Abre a porta do quarto. Finalmente o dia acabou de verdade. Cerifica-se de que a porta está realmente fechada e que ninguém irá interrompê-la. Deita-se na cama procurando uma posição confortável. Olha atentamente a capa. Uma espécie de couro marrom que cobre centenas de folhas amareladas, não pelo tempo, mas pela própria natureza daquele tipo de papel. Ali estava a alma do maior assassino do Brasil. Há boatos de que ele seria uma pessoa famosa ou algum empresário frustrado.
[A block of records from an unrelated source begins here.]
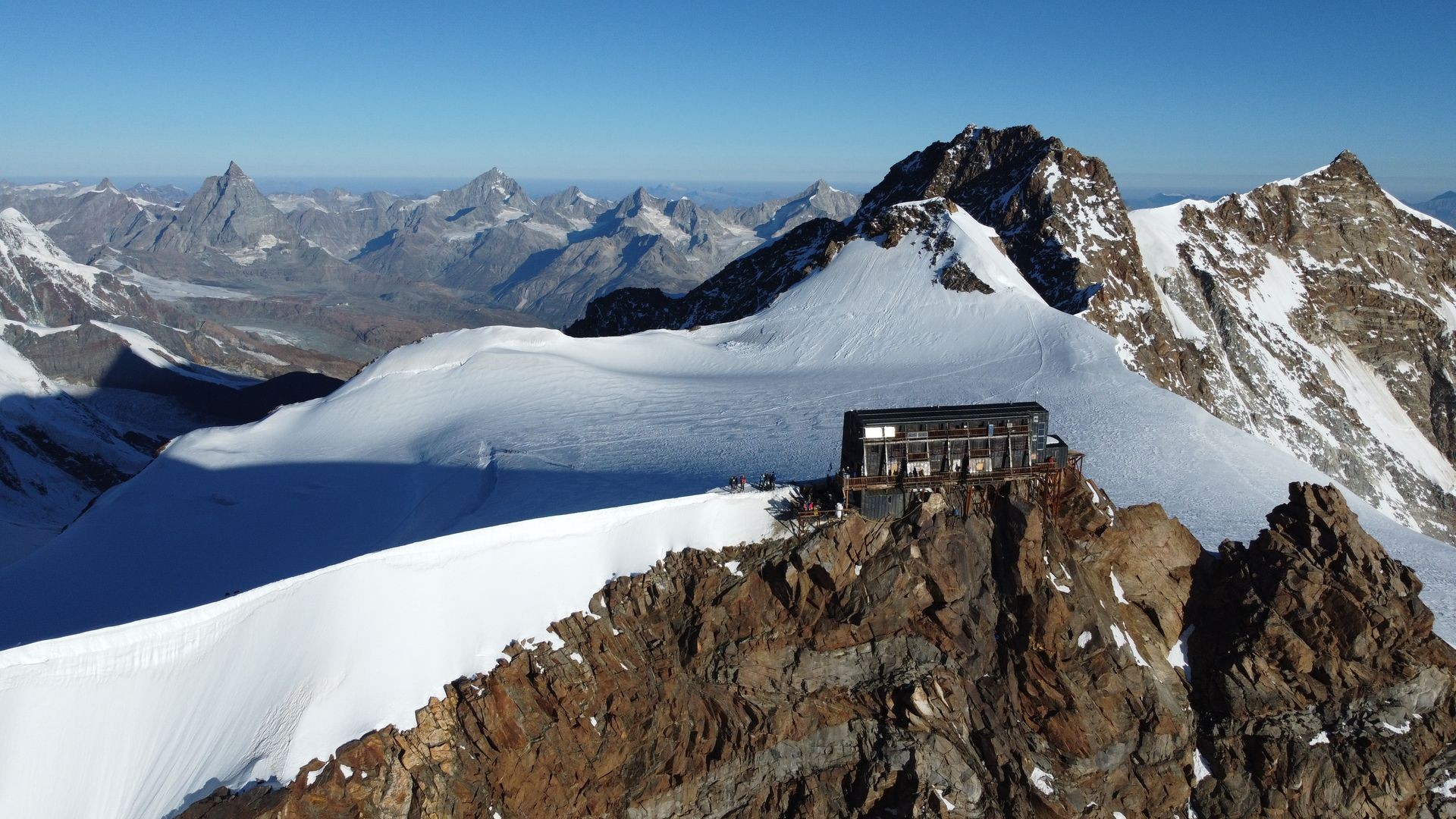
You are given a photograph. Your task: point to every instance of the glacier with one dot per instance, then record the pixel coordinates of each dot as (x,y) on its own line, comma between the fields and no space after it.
(473,438)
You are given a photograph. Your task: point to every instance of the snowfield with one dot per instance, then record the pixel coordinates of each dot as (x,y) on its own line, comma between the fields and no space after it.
(498,426)
(159,713)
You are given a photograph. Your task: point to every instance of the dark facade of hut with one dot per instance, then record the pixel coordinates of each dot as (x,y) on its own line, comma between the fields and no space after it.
(890,453)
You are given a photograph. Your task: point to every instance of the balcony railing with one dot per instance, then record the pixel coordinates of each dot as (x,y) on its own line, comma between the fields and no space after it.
(940,479)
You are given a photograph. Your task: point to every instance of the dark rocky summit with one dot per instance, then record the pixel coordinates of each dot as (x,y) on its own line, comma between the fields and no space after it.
(1057,213)
(1019,664)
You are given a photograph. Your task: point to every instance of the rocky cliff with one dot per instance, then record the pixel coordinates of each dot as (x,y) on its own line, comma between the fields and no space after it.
(1092,662)
(1057,213)
(1318,312)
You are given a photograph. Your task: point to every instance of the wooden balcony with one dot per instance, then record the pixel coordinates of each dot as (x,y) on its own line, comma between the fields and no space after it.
(941,479)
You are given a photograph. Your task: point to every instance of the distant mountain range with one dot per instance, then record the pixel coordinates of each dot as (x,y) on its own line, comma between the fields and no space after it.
(1313,312)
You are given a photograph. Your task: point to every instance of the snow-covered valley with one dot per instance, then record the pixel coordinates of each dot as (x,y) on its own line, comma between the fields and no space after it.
(501,426)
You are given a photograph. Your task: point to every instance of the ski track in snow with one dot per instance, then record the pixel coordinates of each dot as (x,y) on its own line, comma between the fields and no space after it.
(254,686)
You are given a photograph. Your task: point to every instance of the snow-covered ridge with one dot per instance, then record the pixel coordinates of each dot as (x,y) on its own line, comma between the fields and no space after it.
(1283,349)
(255,686)
(475,428)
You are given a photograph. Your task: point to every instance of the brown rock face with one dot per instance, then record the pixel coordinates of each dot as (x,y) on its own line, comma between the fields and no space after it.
(870,670)
(1320,687)
(1313,312)
(1006,665)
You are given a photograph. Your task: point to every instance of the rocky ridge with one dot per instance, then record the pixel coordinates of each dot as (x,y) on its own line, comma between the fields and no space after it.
(1318,314)
(66,325)
(1310,312)
(1059,216)
(1019,664)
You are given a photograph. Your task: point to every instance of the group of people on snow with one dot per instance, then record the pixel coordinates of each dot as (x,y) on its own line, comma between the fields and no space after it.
(740,483)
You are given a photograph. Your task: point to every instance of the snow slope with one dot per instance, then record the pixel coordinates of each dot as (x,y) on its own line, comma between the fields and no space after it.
(53,450)
(497,425)
(500,425)
(158,713)
(1329,338)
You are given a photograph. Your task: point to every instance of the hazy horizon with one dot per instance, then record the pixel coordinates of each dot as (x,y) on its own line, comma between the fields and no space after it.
(1212,96)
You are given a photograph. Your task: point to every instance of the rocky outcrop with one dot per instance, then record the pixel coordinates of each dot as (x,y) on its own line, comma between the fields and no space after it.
(745,287)
(1021,664)
(1057,213)
(1320,687)
(226,215)
(1316,312)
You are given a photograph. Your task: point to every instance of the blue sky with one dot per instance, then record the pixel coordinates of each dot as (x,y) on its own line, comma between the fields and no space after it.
(1171,95)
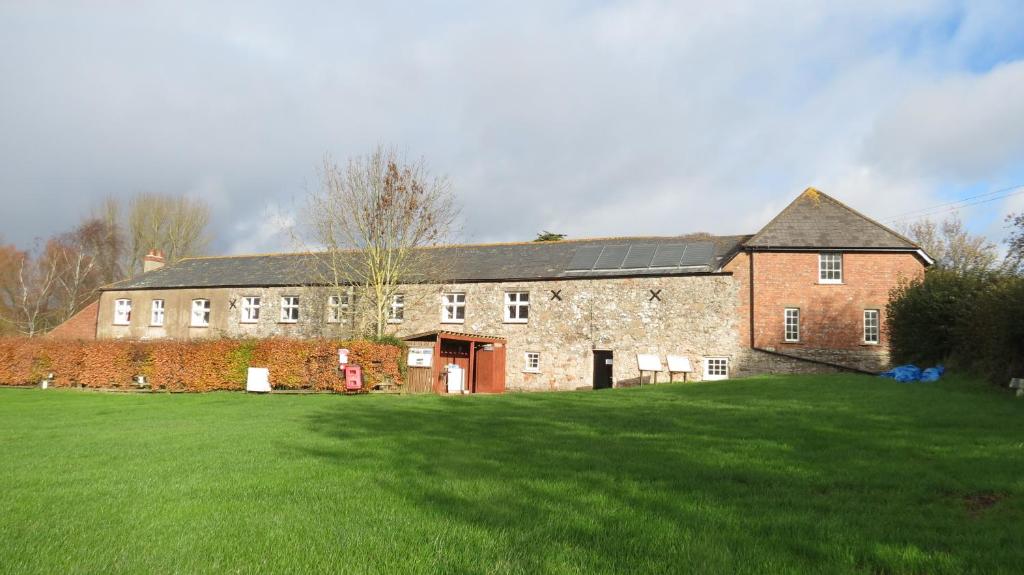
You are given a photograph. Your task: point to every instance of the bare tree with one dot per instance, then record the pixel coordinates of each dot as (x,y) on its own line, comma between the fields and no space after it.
(372,220)
(175,224)
(85,260)
(952,247)
(28,283)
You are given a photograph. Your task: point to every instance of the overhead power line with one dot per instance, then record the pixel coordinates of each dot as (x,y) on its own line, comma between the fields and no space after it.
(957,205)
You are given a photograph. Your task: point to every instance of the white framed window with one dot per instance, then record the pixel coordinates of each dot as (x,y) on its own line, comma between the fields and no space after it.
(531,362)
(792,332)
(289,309)
(453,308)
(396,311)
(122,312)
(201,313)
(250,309)
(157,313)
(337,308)
(716,368)
(871,326)
(516,307)
(829,267)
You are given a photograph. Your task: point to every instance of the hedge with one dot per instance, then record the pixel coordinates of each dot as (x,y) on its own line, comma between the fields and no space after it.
(196,366)
(971,322)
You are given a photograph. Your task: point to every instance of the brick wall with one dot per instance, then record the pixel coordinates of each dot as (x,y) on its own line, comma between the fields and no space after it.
(830,315)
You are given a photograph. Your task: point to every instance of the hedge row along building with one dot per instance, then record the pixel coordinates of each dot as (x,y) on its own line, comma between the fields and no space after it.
(807,293)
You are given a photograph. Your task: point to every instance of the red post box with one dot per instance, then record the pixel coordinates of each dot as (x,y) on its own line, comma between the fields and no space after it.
(353,378)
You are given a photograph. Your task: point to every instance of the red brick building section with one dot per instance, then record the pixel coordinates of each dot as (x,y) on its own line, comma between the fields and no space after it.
(82,325)
(826,315)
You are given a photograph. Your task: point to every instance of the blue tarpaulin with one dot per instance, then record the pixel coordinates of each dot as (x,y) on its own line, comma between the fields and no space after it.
(909,373)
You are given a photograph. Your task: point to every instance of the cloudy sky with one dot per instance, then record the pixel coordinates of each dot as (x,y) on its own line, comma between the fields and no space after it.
(583,118)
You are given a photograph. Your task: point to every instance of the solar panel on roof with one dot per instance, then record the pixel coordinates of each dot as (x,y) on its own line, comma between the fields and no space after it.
(611,257)
(585,257)
(668,255)
(639,257)
(698,254)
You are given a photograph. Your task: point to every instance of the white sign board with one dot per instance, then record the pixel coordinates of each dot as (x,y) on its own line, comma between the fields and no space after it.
(421,357)
(680,364)
(259,380)
(648,362)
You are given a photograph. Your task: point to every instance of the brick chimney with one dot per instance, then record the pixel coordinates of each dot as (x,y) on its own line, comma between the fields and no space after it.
(153,260)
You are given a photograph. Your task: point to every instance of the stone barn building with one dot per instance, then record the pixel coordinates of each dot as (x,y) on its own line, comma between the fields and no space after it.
(807,293)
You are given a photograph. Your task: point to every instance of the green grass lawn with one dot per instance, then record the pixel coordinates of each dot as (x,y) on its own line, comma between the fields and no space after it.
(825,474)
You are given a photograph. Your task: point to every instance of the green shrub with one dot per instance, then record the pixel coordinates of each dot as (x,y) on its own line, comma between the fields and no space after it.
(973,322)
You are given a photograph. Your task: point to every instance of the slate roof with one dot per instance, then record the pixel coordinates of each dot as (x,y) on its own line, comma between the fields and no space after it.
(485,262)
(817,220)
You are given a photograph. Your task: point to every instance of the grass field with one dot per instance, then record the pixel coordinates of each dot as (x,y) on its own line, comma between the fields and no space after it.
(797,474)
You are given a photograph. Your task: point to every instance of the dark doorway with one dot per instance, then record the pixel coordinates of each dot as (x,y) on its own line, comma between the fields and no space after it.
(602,369)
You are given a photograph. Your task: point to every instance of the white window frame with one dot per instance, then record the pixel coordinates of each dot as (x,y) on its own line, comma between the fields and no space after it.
(877,326)
(200,316)
(713,373)
(396,309)
(122,312)
(337,308)
(531,362)
(791,336)
(830,267)
(516,307)
(290,304)
(454,305)
(250,309)
(157,313)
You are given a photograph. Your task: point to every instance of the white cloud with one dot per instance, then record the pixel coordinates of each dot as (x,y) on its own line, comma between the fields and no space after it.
(961,128)
(591,119)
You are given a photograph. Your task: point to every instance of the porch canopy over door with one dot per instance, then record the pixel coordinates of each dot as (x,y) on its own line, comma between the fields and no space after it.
(481,358)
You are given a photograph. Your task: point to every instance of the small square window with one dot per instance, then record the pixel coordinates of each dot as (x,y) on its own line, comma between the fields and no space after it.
(337,308)
(532,362)
(516,307)
(250,309)
(871,332)
(792,324)
(157,313)
(396,311)
(122,312)
(829,267)
(716,368)
(453,308)
(201,313)
(289,309)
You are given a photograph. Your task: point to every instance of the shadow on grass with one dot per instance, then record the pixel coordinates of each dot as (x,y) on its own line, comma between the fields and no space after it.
(737,478)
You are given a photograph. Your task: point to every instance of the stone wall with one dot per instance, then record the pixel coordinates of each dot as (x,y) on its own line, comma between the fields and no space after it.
(225,314)
(694,316)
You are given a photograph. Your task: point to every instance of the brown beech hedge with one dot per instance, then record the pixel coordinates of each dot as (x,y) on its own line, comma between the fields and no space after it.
(216,364)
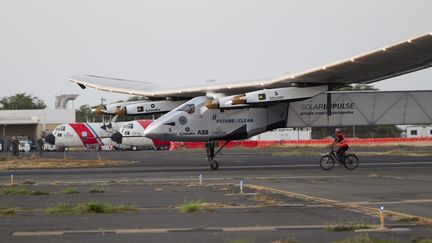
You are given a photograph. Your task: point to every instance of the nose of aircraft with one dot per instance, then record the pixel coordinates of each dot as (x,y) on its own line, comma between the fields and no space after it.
(152,131)
(117,137)
(50,139)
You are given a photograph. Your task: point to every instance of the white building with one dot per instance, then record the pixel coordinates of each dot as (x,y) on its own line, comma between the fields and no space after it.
(419,131)
(285,134)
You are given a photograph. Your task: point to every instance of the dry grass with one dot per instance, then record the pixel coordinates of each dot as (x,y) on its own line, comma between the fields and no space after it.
(40,163)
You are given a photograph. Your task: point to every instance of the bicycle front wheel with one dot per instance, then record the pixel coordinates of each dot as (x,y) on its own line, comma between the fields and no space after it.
(351,162)
(326,162)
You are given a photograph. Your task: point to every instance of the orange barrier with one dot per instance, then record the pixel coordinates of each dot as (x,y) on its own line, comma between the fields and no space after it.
(312,142)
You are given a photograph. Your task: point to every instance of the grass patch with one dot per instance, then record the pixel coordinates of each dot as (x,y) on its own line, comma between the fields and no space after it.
(89,207)
(39,193)
(364,238)
(290,240)
(22,192)
(96,191)
(69,190)
(409,219)
(15,192)
(346,226)
(190,207)
(421,239)
(29,183)
(7,212)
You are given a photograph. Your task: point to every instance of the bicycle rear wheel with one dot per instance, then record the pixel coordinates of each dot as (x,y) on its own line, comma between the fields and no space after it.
(326,162)
(351,162)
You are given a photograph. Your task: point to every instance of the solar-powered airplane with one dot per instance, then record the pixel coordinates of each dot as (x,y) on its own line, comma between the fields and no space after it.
(239,110)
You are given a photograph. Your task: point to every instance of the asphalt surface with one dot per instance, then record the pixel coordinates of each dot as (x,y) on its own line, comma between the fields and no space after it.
(284,198)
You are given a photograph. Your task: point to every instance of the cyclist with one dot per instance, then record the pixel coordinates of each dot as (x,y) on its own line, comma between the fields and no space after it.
(341,141)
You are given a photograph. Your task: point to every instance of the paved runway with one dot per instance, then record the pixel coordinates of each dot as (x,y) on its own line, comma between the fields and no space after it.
(284,198)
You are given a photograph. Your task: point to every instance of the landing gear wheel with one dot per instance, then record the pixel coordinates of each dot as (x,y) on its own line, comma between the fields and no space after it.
(214,165)
(351,162)
(326,162)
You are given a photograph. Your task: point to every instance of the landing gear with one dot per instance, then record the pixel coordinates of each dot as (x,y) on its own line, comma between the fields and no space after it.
(214,165)
(210,146)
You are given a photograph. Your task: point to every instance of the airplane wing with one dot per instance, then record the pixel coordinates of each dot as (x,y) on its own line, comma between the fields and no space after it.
(387,62)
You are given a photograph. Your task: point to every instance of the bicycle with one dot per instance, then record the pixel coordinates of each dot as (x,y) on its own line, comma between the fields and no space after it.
(350,161)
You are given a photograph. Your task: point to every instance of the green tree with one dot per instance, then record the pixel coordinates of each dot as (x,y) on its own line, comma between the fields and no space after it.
(22,101)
Outros ainda acreditam que se trata de um maníaco sexual. Mary mesmo acompanhando o caso há mais de dez anos não saberia dizer do que realmente se tratava. Mas estava prestes a descobrir. A alma daquele monstro estava presa naquele papel e ela sabia disso. Ela sentia só de olhar a capa de couro. A lateral manchada de sangue contava aquele diário estava bem próximo de alguma morte. Pela primeira vez em anos Mary teve medo do que iria encontrar naquelas páginas. Fechou os olhos e contou... Um... Dois... Três... E... Já!

A primeira página estava em branco, o que alimentou muito mais sua ansiedade. Ela foleou até encontrar um texto. Escrito à caneta vermelha. Olhava a data no topo da página que era seguida, na linha inferior por um título e em duas linhas abaixo o que ela havia lutado tanto para descobrir.